En vez de iniciar una averiguación interna de quién usó el sistema en los casos denunciados, el gobierno se voltea hacia los agraviados pidiéndoles una colaboración que redondea el agravio: la entrega precisamente de la prenda que el gobierno ha espiado.

Es increíble que a estas alturas del desmandado espionaje público y privado mexicano no haya una instancia institucional, un juez, un ministro de la Corte, un grupo parlamentario, que salga a la arena a exigir una averiguación pública de lo que sucede con la privacidad de sus ciudadanos.

Jueces, legisladores, periodistas, empresarios, gobernadores, el Presidente mismo, la clase dirigente del país, han naturalizado la certidumbre de estar siendo violentados en su privacidad, tomando ante este hecho las precauciones más rancheras imaginables.

La mayor de esas precauciones es una disminución voluntaria de la libertad de hablar o de hablar libremente por teléfono, en juntas y comidas y aún en reuniones familiares o amistosas donde el teléfono de cualquiera puede estar sirviendo de  micrófono para un interesado grabador.

Pienso que del escándalo Pegaso debería desprenderse alguna forma de investigación seria y de reparación del agravio, incluyendo el despido de los responsables y su inhabilitación para la función pública.

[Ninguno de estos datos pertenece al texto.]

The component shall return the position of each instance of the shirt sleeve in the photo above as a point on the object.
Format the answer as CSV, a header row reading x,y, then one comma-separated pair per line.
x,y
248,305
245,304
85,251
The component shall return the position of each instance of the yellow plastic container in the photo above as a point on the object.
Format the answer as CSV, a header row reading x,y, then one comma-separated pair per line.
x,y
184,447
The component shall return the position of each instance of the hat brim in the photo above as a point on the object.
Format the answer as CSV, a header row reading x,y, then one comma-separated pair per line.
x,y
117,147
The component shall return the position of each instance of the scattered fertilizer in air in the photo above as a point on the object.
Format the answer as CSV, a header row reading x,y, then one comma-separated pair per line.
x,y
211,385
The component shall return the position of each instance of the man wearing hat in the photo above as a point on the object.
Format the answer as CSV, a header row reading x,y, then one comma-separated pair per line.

Pero sería la hora de algo más serio y de mayor densidad institucional, algo como una amplia investigación del Congreso sobre el estado que guarda el espionaje en México, una especie de libro blanco del tema que conduzca a una legislación moderna en la materia, y registre, regule y penalice a los espías de manera que los ciudadanos puedan tener  la protección de que hoy carecen.

Vivir bajo la sospecha de ser espiado es la emoción represiva característica de los estados policiacos. México no es un estado policiaco, pero una buena parte de sus ciudadanos viven su vida cotidiana como si lo fuera.